Milstein Program alum named to Forbes 30 under 30 list

Kush Jain ’22 has been named to the Forbes 30 under 30 list for work by his company, ORama AI, which has developed a high-tech glove to help people learn to read Braille.

Since its founding in early 2022, the company has raised more than a half million dollars in funding. The glove uses light and sensor technology to “read” the dots beneath a person’s fingers and speak the words out loud.

“More than 90 percent of visually impaired people can’t read Braille because it requires a tutor to learn,” Jain said, adding that tutors are in short supply and expensive. “Meanwhile, there’s a lot of employment data that shows that braille literacy is the single most determining factor of whether a visually impaired person is employed.”
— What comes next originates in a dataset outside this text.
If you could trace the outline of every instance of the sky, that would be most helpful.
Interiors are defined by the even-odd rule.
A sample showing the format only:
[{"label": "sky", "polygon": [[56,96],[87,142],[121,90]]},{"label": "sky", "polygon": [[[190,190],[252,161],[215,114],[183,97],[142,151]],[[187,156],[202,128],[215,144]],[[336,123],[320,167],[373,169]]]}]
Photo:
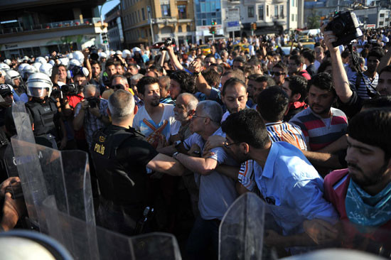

Jain, who is from India, was inspired to create the device after volunteering at a school for the blind in Bangalore in 2018. He created a prototype for the device as a student at Cornell and a member of the eLab student business accelerator. He also received support from faculty and staff as a student in the Milstein Program in Technology and Humanity in the College of Arts & Sciences.

“What we’re doing fits so perfect with the Milstein Program because it’s at the intersection of humanities and technology,” he said, adding that the program paid for the parts for his initial prototype and he’s since received guidance from the Milstein Foundation. “We’re building a product for people who are otherwise neglected by technology and being in the Milstein environment made me feel like what I was doing was the right thing to be working on.”

Jain also received a Consumer Electronics Show (CES) innovation award in 2023, and was able to introduce the product during that year’s show. 

The company has a working prototype and is intending to start production on several hundred gloves it plans to beta test this year to see if people are able to independently set up the glove and use it, one of the company’s goals. They hope to start large-scale production by 2025, Jain said.

“We have many pre-orders already even though we haven’t done any active marketing,” he said. “Right after we presented at CES, we got a request from a customer that included a photo of their 4-year-old daughter who is visually impaired cheering. ‘We’re cheering you on,’ the caption said. That really touched my heart.”

Jain also founded another tech solutions company, Lumio Partners.

“A lot of people think when they’re working on a startup that they have to focus on only that one company, and I think that mentally discourages people from working on impact-based ideas,” Jain said. “I’m working on ORama because I’m excited about the impact it can create, but I’m also spending a lot of time on Lumio Partners. You can do both.”